The Board Exam Traffic Pattern
If you haven't worked in Indian EdTech, you might not appreciate how extreme the traffic spikes are. For context: a client's platform averages 2,500 concurrent users on a normal day. On CBSE/ICSE board exam result day, that number hits 100,000+ within the first 30 minutes. That's a 40x spike with virtually no ramp-up time. It's like Black Friday, except it happens on specific dates every year, and your users are extremely anxious students and parents who will not tolerate a slow page.
We've been through four board exam seasons with this client and each one taught us something. Here's the architecture that survives it.
The CDN Layer: Serve What You Can Statically
On result day, about 70% of the traffic is to static or semi-static pages: the homepage, FAQs, "how to check your result" guides, and previous year content. All of this gets served from CloudFront edge cache with a 5-minute TTL. The origin servers never see these requests. This single decision handles 70K of the 100K concurrent users.
For the result-checking feature itself, we pre-generate result PDFs and cache them on S3 with CloudFront. Once a student's result is fetched the first time, subsequent requests for the same result serve from cache. The cache hit rate by the 30-minute mark of result day is typically 60-70% because students share their result link with family, and each subsequent view is a cache hit.
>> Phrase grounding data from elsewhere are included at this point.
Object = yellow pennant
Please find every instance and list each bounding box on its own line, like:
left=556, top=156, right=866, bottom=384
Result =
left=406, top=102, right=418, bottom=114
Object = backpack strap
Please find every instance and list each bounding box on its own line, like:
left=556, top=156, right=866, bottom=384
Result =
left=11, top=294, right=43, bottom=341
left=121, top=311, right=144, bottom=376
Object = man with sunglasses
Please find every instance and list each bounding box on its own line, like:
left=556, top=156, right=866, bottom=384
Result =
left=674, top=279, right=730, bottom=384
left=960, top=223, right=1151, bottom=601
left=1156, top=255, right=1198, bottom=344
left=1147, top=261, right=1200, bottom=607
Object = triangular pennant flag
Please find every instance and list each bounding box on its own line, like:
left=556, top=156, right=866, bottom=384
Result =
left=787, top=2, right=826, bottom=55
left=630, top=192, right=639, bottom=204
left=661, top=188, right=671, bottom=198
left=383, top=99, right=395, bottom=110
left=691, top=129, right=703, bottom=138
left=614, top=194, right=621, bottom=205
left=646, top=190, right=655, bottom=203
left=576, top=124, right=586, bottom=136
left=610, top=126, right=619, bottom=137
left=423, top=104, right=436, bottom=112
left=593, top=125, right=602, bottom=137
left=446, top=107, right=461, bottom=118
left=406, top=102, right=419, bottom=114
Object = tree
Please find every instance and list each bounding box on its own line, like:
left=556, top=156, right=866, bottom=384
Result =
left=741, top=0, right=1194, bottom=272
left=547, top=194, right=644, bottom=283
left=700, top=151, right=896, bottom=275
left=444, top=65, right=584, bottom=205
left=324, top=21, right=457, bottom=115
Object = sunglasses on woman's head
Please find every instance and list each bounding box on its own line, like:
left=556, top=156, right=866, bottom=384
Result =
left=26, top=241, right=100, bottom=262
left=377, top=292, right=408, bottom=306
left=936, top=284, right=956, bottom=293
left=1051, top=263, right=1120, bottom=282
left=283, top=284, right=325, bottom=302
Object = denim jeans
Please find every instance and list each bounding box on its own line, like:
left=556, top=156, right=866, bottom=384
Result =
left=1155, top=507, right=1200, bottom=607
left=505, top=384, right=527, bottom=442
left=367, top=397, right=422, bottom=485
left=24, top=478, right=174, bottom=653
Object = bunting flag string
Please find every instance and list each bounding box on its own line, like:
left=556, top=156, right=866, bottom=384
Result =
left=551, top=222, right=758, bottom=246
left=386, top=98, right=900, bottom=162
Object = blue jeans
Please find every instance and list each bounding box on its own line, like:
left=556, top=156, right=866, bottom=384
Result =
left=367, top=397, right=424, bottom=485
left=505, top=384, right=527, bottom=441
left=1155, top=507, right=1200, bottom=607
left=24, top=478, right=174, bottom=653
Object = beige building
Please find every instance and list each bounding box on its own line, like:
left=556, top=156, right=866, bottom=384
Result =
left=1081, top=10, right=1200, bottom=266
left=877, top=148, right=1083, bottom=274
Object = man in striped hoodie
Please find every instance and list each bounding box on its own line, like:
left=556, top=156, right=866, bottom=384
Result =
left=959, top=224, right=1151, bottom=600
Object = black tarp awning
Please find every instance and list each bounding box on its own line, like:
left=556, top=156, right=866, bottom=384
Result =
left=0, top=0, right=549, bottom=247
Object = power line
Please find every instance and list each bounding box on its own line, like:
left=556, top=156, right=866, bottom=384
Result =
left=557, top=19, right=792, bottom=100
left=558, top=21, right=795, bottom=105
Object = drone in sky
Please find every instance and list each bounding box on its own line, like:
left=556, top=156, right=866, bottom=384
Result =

The API Layer: Auto-Scaling with Pre-Warming
We run the API on ECS Fargate behind an Application Load Balancer. Auto-scaling is configured to respond to CPU utilization (target: 60%) and request count per target (target: 500 req/s per container). But auto-scaling has a lag — it takes 2-3 minutes to spin up new containers. During a 40x traffic spike, 2-3 minutes of under-provisioning means thousands of failed requests.
Our solution: pre-warming. The night before a known traffic event (board exam results are announced in advance), we manually scale up to 10x our normal capacity. We set the minimum task count high, pre-warm the database connection pool, and pre-populate the cache with commonly accessed data. This gives us a warm platform when the spike hits. After the event subsides (typically 6-8 hours), we scale back down. Yes, we pay for the extra capacity during the pre-warm period, but the cost ($200-300 for a day of over-provisioning) is trivial compared to the reputational cost of being down during results.
The Database Layer: Read Replicas and Connection Pooling
The primary database (PostgreSQL on RDS) handles writes — storing new user registrations, result queries, and analytics events. All read queries go to two read replicas. We use PgBouncer in front of both primary and replica for connection pooling, which keeps the connection count manageable even at 100K concurrent users.
For the result lookup specifically, we moved it off the main database entirely. Results are imported into a DynamoDB table (keyed by roll number) the night before. DynamoDB handles the read traffic trivially — it auto-scales to any read load, and single-digit-millisecond response times at any scale. The cost for 100K reads in a burst: about $0.25. This was probably the single best architectural decision we made.
The Queue Layer: Don't Let Spikes Kill Background Jobs
The traffic spike doesn't just affect the web tier. Every result lookup triggers background jobs: sending the result via email, generating PDF certificates, updating analytics dashboards. Without protection, these background jobs would overwhelm the system. We use SQS with a controlled concurrency consumer — the job processor pulls at most 50 messages per second, regardless of queue depth. The queue absorbs the spike, and background processing continues at a steady rate. Some jobs are delayed by minutes during peak, but that's acceptable for email delivery and PDF generation.
Lessons From Four Seasons
Test at 2x your expected peak, not 1x. We use k6 for load testing and simulate 200K concurrent users (double our expected peak) in staging. We discovered that at 120K concurrent users, the ALB's connection draining was too slow, causing 502 errors during auto-scaling events. We increased the deregistration delay and the issue disappeared. Document your runbook. On result day, three engineers are on standby with a detailed runbook covering: pre-warming procedures, monitoring dashboards to watch, escalation paths, and rollback procedures for each component. It's not glamorous engineering, but it's the difference between a smooth result day and a panicked one.